Giorgio Armani: The Master

MC's Nina Garcia chats with the elusive Giorgio Armani – aka the godfather of Italian fashion – on the new office chic.

Fact: To wear a Giorgio Armani suit is to broadcast to the world, "I've made it." But now, more than ever, what a woman wears on her feet or carries in hand says more about her degree of success than the tag in her blazer. Here, MC Creative Director Nina Garcia discusses the art of accessorizing with the patron saint of power dressing.
Nina Garcia: I'm a big believer that accessories can make or break a look. What are some of the biggest mistakes women make in terms of their shoes and bags?

Giorgio Armani: Proportions—it's easy to get them wrong by getting carried away with current trends. There is such a thing as a bag being too big or too small regardless of its shape, and the effect [in relation to your outfit] can at times be ridiculous. The same thing applies to shoes. Extremely high heels are mostly advised for tall women. Also, it's not a good idea to match your shoes with a bag too stringently. Go for subtle similarity.

NG : We require so much from our accessories now. Between the office, cocktails, and running errands, they can take a beating! What's the secret to buying a piece that lasts?
GA: It would be great if there were a formula that could be applied, but given the long-term success of certain iconic bags, there is some reasoning to be done. It must be distinguishable to the eye for its unique workmanship rather than brand visibility. As far as color, it should be in style.

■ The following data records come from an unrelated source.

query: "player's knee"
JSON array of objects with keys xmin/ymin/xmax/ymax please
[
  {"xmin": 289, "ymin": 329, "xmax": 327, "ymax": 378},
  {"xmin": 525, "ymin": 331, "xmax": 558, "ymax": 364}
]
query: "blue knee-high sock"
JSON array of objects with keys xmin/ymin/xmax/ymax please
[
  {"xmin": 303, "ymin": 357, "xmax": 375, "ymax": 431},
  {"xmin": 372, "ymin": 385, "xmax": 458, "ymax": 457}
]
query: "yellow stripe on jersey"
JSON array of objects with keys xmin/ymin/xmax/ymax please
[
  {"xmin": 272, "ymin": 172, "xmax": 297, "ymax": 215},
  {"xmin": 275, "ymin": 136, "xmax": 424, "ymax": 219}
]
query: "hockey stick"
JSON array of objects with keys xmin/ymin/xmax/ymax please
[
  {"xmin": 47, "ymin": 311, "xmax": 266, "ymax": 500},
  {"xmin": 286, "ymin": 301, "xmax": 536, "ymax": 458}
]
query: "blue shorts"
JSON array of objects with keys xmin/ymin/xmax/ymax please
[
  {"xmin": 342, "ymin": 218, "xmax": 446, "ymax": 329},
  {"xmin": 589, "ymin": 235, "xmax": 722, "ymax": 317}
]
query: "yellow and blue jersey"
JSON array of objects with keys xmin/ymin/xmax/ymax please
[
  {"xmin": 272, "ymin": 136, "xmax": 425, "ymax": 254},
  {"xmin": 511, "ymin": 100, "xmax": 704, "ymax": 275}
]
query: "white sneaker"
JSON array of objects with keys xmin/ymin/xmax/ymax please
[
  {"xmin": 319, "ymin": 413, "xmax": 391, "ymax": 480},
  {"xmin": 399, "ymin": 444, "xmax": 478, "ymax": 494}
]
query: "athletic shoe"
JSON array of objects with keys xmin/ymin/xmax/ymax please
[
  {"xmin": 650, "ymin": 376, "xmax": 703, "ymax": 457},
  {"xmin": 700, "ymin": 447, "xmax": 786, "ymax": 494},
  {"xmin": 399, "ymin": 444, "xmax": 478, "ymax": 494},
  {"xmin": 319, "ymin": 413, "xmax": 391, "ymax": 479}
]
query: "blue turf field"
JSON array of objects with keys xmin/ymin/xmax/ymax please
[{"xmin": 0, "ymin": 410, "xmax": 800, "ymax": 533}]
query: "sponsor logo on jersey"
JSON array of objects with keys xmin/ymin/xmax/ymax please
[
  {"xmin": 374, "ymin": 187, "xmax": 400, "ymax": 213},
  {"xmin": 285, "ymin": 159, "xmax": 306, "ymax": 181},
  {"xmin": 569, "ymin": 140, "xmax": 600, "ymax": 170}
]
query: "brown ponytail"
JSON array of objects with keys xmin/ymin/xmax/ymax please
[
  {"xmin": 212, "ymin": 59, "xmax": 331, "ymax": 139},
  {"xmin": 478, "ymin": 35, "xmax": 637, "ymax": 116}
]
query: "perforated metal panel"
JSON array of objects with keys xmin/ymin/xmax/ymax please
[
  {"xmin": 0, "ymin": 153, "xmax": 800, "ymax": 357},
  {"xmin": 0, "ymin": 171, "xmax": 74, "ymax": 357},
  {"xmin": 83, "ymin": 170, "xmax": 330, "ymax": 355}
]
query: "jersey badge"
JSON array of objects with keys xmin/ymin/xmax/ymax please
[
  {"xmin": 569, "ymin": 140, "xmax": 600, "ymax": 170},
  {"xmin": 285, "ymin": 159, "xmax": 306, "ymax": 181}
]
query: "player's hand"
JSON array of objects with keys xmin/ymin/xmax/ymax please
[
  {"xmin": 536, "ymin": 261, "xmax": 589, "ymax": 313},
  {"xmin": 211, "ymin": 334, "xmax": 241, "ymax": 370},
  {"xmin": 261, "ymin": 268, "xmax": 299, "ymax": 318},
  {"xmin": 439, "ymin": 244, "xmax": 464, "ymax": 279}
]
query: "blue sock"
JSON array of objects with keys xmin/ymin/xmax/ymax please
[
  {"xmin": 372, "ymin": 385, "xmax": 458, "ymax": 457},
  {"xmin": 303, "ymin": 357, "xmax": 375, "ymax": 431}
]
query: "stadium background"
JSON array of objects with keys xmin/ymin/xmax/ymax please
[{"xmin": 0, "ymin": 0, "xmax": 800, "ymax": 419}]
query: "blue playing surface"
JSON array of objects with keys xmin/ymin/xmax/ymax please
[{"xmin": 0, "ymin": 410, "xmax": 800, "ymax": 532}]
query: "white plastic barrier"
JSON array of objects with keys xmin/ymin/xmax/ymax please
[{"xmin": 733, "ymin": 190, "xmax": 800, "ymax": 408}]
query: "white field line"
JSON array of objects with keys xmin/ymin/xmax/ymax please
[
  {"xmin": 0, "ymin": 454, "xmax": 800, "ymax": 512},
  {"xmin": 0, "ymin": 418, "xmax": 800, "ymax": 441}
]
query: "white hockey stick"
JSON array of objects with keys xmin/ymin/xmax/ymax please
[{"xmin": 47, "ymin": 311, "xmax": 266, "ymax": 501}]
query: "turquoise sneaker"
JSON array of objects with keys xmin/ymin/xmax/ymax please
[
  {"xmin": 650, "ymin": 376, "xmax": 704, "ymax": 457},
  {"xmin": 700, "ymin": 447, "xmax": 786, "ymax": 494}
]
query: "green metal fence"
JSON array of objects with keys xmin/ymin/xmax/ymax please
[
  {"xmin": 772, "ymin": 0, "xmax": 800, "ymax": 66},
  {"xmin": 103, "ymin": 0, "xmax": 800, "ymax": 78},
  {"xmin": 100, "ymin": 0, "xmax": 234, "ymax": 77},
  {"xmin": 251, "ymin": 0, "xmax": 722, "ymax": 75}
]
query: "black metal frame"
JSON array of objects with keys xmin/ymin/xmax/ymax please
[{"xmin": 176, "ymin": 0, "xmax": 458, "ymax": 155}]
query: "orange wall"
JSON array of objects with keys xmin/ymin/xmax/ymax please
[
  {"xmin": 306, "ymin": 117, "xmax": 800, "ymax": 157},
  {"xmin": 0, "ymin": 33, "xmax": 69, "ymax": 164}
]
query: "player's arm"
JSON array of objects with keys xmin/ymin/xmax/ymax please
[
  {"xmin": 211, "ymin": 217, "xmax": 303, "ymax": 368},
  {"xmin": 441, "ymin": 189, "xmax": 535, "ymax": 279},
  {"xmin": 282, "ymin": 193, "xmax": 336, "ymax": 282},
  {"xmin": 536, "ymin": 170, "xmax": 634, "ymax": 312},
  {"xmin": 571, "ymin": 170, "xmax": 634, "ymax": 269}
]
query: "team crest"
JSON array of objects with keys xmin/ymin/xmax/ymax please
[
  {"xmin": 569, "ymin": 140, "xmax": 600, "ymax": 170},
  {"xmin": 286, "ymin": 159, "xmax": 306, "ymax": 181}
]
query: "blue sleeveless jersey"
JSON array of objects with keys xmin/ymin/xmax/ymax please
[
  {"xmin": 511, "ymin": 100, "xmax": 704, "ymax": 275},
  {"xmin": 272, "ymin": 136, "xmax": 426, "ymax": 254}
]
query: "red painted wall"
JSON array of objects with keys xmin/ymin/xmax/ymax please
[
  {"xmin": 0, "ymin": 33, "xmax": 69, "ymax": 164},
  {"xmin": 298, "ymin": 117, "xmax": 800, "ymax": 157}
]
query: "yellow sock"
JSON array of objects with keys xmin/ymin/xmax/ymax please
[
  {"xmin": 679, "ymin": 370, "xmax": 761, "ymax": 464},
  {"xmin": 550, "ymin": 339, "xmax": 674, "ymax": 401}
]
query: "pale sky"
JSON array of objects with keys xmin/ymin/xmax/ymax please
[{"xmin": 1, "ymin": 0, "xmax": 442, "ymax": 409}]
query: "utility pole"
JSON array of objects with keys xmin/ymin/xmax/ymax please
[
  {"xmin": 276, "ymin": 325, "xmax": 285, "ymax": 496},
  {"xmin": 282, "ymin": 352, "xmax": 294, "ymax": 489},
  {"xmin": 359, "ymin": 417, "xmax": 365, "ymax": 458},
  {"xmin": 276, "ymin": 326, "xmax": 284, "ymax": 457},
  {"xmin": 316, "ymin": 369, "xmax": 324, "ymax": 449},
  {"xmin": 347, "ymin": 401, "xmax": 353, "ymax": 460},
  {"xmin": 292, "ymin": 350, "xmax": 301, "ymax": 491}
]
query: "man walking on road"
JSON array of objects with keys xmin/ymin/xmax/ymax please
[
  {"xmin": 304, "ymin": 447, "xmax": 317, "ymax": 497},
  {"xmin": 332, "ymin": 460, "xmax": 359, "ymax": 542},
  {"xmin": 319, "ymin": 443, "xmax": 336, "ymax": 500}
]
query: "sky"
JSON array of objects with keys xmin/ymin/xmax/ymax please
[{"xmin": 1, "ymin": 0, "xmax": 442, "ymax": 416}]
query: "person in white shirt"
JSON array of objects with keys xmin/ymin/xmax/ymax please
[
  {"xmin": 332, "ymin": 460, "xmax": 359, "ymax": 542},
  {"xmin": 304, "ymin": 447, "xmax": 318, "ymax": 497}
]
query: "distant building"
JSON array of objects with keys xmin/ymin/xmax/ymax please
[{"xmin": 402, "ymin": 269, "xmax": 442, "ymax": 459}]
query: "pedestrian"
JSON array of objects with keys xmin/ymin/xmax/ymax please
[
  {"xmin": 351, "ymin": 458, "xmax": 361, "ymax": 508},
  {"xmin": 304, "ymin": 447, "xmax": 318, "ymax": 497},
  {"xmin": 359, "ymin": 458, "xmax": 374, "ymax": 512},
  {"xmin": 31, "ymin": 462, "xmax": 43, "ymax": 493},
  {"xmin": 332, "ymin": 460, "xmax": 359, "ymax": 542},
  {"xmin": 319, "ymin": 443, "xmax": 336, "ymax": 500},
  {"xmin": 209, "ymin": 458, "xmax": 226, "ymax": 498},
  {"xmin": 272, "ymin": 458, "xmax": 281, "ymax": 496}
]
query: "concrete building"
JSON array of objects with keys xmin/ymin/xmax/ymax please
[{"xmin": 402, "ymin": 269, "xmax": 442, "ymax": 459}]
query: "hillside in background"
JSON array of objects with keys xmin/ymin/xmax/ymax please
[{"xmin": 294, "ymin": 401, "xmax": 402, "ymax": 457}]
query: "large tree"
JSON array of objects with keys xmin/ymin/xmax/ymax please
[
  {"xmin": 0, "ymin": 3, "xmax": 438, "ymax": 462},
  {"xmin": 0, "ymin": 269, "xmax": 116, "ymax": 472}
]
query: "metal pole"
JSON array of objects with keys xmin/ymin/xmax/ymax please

NG: If you were to pare down a woman's arsenal of accessories to just a few shoes and bags, what would the must-haves be?

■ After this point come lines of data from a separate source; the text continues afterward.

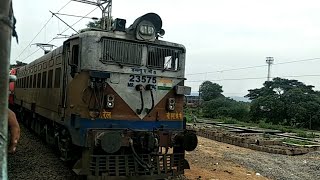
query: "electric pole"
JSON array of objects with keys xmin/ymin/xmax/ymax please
[
  {"xmin": 266, "ymin": 57, "xmax": 274, "ymax": 81},
  {"xmin": 73, "ymin": 0, "xmax": 112, "ymax": 31},
  {"xmin": 0, "ymin": 0, "xmax": 14, "ymax": 180}
]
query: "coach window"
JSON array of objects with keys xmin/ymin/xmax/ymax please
[
  {"xmin": 29, "ymin": 75, "xmax": 32, "ymax": 88},
  {"xmin": 26, "ymin": 76, "xmax": 29, "ymax": 88},
  {"xmin": 42, "ymin": 71, "xmax": 47, "ymax": 88},
  {"xmin": 54, "ymin": 67, "xmax": 61, "ymax": 88},
  {"xmin": 23, "ymin": 77, "xmax": 27, "ymax": 88},
  {"xmin": 48, "ymin": 69, "xmax": 53, "ymax": 88},
  {"xmin": 33, "ymin": 74, "xmax": 37, "ymax": 88},
  {"xmin": 37, "ymin": 73, "xmax": 41, "ymax": 88},
  {"xmin": 71, "ymin": 45, "xmax": 79, "ymax": 66}
]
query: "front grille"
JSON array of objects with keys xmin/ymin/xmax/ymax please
[
  {"xmin": 90, "ymin": 154, "xmax": 184, "ymax": 177},
  {"xmin": 101, "ymin": 39, "xmax": 184, "ymax": 70},
  {"xmin": 101, "ymin": 39, "xmax": 143, "ymax": 65}
]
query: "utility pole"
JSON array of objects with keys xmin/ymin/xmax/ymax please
[
  {"xmin": 0, "ymin": 0, "xmax": 13, "ymax": 180},
  {"xmin": 266, "ymin": 57, "xmax": 274, "ymax": 81},
  {"xmin": 73, "ymin": 0, "xmax": 112, "ymax": 31}
]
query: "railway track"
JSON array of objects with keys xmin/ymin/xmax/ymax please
[
  {"xmin": 8, "ymin": 125, "xmax": 80, "ymax": 180},
  {"xmin": 187, "ymin": 120, "xmax": 320, "ymax": 155}
]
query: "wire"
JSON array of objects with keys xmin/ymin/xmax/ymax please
[
  {"xmin": 14, "ymin": 0, "xmax": 72, "ymax": 62},
  {"xmin": 186, "ymin": 58, "xmax": 320, "ymax": 76},
  {"xmin": 21, "ymin": 7, "xmax": 98, "ymax": 62},
  {"xmin": 187, "ymin": 74, "xmax": 320, "ymax": 82},
  {"xmin": 56, "ymin": 7, "xmax": 98, "ymax": 37}
]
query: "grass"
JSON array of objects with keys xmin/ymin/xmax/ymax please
[{"xmin": 282, "ymin": 138, "xmax": 314, "ymax": 145}]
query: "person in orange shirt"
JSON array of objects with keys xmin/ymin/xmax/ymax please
[{"xmin": 8, "ymin": 109, "xmax": 20, "ymax": 153}]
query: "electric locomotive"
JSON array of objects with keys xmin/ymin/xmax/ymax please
[{"xmin": 14, "ymin": 13, "xmax": 197, "ymax": 179}]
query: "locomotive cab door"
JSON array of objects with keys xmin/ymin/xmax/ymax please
[{"xmin": 61, "ymin": 38, "xmax": 80, "ymax": 117}]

GA: A sporty citywear style, like moccasins or men's lace-ups and a shoulder bag. For the evening, a little more pizzazz with heels and a black clutch with golden or crystal accents. For the summer, light-weight sandals and a colorful shopper bag. In theory, each would satisfy every need.

NG: Do you find that there's a big difference between the working woman's look in America and that in Italy?

GA: American style tends to be more of a dress code. I have always admired the practical intelligence that it expresses, like that of commuting to the workplace wearing comfortable sneakers, then slipping on a pair of elegant heels once you've arrived. The dress codes in Italy are much more confusing and often mistake carelessness for a sense of freedom.

NG: After nearly 40 years designing, why do you think your designs are still so relevant?

GA: When I started Giorgio Armani in the mid-'70s, I realized that women needed a way to dress that was equivalent to that of men—something that would give them dignity, an attitude that would help them handle their work life. It wasn't to show off; it was a style that was basic, simple, rigorous—not the exclusive prerogative of a successful manager, but rather of anyone who wanted to approach a career seriously.